Hence I was a little girl, I used to meet many of my grandmother's side of the family. I accompanied her and my mother to the market and the shops.
( Mum cannot drive as she felt that she could not pass the test in English. She was not good at passing exams she told us. And she never felt the need to drive a car. So we used to walk every where in Sibu town.)
One of her maternal uncles was Tiong Liu Tai, the father of Tiong Tung Ung, who was a few years my senior in the Methodist School. According to the genealogy, my own Tiong family is considered several generations "younger" than theirs. So they were "elders" in the family line up. Grand Uncle (or juk gung) Tiong Liu Tai was a salted fishmonger and we usually could buy the choicest of the salted fish from him. We never would get cheated.
As the salted vegetables and salted eggs were exported from Fujian in jars, many of our relatives used to get their jars from Grand Uncle Tiong. And in those days, they were free.
Fujian was known as a province where pottery and some of the best ceramic wares was produced.
These jars were very useful in the downriver villagers.
My grandmother collected them for several purposes - they were used as
1) rice jars
2) wine jars
3) water jars
4) pickling jars
I liked to look at all them when I was young and imagined myself as an inn keeper selling a lot of wine, and with all those wine jars lining one side of my inn's lobby. In my university days I fared well in the subject of Chinese Ceramics. (My lecturer then was no less than Prof Z. Majeed).

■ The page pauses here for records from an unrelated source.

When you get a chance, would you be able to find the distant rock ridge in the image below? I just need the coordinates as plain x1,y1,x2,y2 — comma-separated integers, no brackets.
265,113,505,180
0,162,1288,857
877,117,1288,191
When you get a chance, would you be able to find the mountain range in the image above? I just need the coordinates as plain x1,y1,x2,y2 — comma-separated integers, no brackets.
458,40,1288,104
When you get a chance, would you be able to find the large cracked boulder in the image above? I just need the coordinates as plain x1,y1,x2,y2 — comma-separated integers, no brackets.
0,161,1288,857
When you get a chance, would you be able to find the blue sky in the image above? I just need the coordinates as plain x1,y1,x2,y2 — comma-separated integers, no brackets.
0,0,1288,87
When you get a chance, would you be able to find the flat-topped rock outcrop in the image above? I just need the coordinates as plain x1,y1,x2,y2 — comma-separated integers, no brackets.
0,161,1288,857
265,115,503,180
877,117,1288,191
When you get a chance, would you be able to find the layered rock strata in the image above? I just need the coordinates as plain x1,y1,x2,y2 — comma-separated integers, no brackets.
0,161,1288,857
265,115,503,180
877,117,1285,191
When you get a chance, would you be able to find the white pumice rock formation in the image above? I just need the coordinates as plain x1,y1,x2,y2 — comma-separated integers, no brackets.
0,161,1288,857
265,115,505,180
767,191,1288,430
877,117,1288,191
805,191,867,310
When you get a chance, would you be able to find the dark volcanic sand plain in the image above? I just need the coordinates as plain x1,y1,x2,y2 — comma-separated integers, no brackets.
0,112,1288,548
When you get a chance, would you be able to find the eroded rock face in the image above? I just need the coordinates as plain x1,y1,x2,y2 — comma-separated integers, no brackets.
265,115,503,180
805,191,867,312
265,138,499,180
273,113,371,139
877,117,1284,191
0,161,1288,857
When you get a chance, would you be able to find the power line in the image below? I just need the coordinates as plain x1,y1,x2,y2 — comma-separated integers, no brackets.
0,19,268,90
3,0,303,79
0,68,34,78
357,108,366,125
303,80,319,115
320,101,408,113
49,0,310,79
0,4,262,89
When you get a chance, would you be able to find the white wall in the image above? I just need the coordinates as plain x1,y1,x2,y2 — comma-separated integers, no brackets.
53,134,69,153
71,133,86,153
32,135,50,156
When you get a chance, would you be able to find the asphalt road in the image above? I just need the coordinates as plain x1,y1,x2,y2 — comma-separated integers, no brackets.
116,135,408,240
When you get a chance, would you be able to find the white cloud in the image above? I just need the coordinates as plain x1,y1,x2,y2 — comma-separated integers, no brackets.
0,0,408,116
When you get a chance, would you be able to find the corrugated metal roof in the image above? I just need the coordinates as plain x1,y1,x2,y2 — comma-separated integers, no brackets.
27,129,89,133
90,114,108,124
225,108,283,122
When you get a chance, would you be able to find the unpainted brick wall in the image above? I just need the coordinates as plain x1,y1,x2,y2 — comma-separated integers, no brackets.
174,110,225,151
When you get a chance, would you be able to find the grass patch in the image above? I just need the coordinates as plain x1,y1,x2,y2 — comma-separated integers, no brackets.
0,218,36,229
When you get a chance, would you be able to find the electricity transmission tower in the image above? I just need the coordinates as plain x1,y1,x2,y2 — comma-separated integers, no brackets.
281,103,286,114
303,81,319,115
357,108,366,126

I finally came to own a wine jar.
Much later in life, an aunt called me to her house and she gave me her wine jar. She told me that she had kept that jar , from her Sg. Bidut days and it must have been given to her by Grand Uncle Tiong. It was more than 50 years old then.
Aunt was well known for her wonderful Foochow red wine. She was also a very good cook.
She actually taught me many things, especially wine making and often told me stories of how awesome my grandfather and father were. As a niece to my grandfather, she looked at my grandfather as a hero and my father as a gentleman first cousin. She herself was a humble relative with a heart of gold.
But because of my career and family responsibilities, I never did have the heart to make the red wine.
She had told me that if I became a good wine maker I could earn extra income. If only I had listened to her.
Today, 15 years later from the day she gave me the jar, I still have it and still have not nade a single litre of Foochow red wine.